Nowhere in the manuscripts is it ever suggested that Cú Chulainn is not from the kingdom of the Ulaidh (modern day Ulster in Northern Ireland) nevertheless, when all the fighting age men of the area are stricken with an ancient curse, Cú Chulainn alone is exempt. Like all his fellow outsiders, having no ties to hamper his actions, the hero inevitably becomes a force for disruption, change and catastrophe.

Heroes must claim their weapons forcibly or obtain them from supernatural forces – Lancelot receives his sword from the Lady of the lake, Beowulf discovers a sword in the lair beneath the lake, and Cú Chulainn smashes King Conor’s armoury before the king himself presented the nascent hero with his very own weapons while the youthful Arthur plucks the sword from the stone.cropped-img_0328_edited1.jpg

A tipping point occurs in all the lives of the heroes when the focus on honour and glory supersedes the needs or bonds of their society. Achilles rejects his mother’s help and chooses to die before the walls of Troy. Cú Chulainn hears the druid’s prophecy of bloody and glory but still chooses to seek the latter. This tipping point influences the remaining portion of the heroes’ life. Every further irrevocable action with the umbrella-like spear, the gae bolga, that Cú Chulainn accepts from the hands of Scáthach maintains or furthers the glorification of his name. Chulainn, in his killing fury, is just as prepared to slaughter his enemies as his compatriots once his battle fury descends upon him.

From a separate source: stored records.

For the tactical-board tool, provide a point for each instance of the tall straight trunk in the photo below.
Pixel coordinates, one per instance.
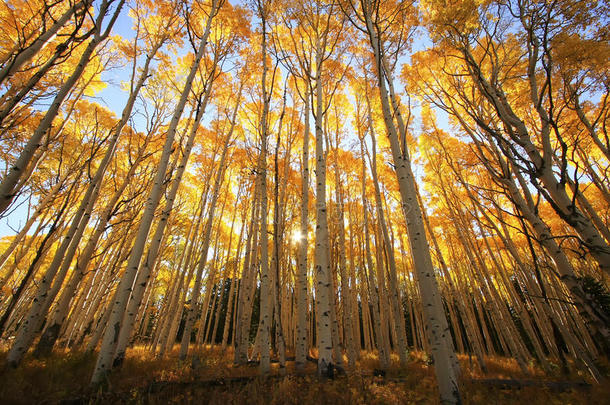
(232, 303)
(29, 274)
(144, 273)
(265, 319)
(384, 351)
(397, 313)
(59, 314)
(106, 355)
(322, 253)
(553, 190)
(346, 292)
(207, 235)
(301, 276)
(439, 334)
(53, 278)
(247, 281)
(8, 185)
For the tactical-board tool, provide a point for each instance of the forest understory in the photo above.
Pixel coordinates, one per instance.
(211, 377)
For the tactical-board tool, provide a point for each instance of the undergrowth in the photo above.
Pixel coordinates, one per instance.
(212, 378)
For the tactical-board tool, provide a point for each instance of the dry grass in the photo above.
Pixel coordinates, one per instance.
(214, 379)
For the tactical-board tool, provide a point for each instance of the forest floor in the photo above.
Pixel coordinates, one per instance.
(212, 378)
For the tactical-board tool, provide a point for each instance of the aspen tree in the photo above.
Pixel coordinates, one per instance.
(107, 350)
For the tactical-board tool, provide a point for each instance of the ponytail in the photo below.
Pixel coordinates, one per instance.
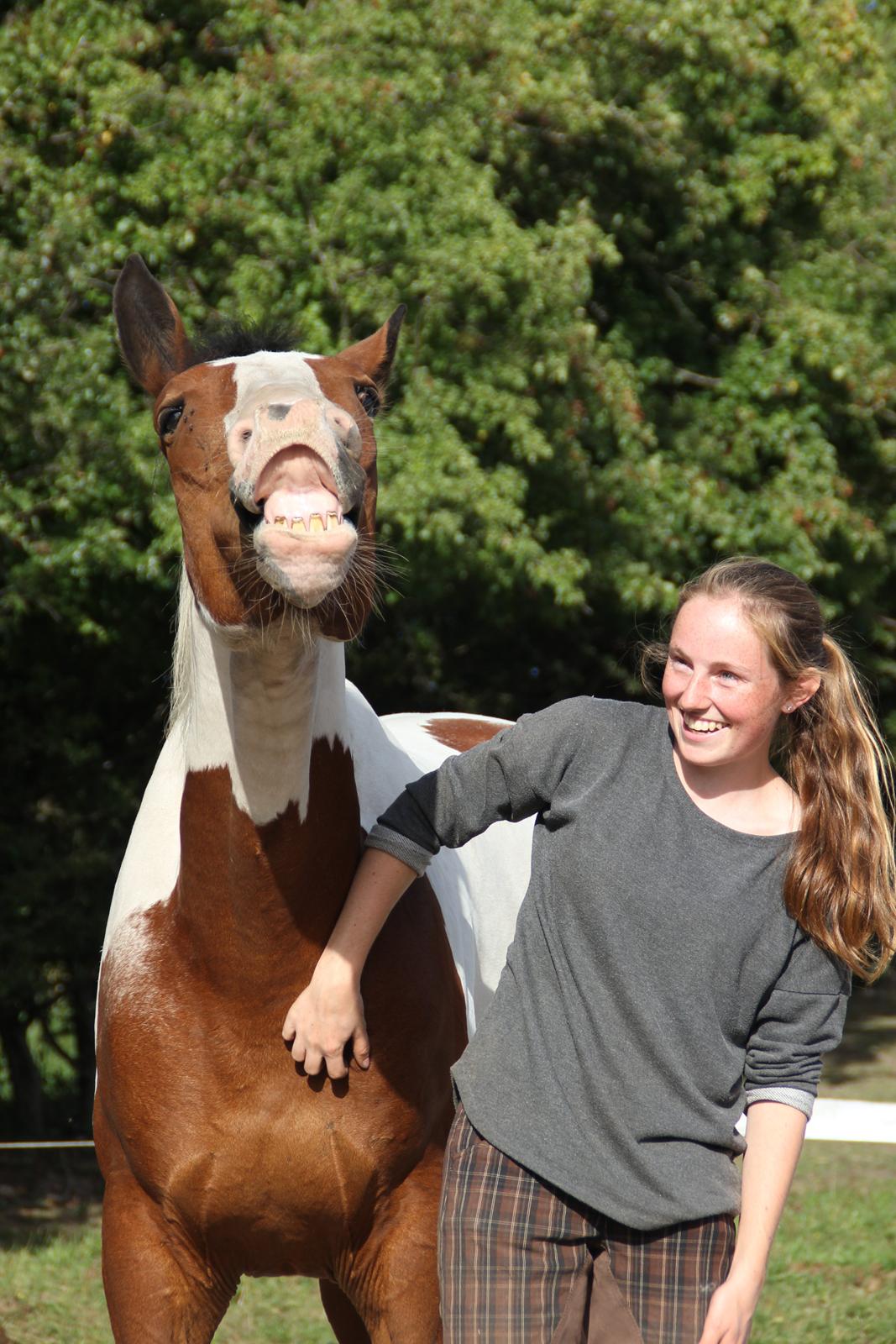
(841, 879)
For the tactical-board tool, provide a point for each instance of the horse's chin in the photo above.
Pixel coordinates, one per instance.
(305, 570)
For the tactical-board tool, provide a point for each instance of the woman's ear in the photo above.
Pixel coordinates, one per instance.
(801, 691)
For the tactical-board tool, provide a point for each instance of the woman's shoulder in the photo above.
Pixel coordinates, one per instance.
(594, 718)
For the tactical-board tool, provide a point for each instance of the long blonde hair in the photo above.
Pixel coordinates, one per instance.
(840, 884)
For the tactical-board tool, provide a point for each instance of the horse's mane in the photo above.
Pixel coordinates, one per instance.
(231, 339)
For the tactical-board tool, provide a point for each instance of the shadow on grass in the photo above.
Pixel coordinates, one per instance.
(46, 1194)
(871, 1032)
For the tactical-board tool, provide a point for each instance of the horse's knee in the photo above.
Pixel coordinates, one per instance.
(157, 1288)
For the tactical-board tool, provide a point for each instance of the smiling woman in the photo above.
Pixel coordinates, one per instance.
(683, 951)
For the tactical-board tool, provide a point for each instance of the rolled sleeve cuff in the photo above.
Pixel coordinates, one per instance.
(391, 842)
(786, 1095)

Mortal enemies of the heroes often involve demonic or supernatural forces as human weapons have little effect upon them, Achilles is dipped in the pool of immortality, Arthur is protected by the power of Excalibur and Cú Chulainn is unassailable when he is in his battle fury. The inevitable downfall of the hero is, therefore, always linked with the breaking of a vow or the forsaking of an oath. Arthur is killed at the hands of his illegitimate son, Cú Chulainn dies alone after breaking the taboos that ruled his life, Beowulf meets his demise by neglecting his role of kingship and acting as if he were still the hero.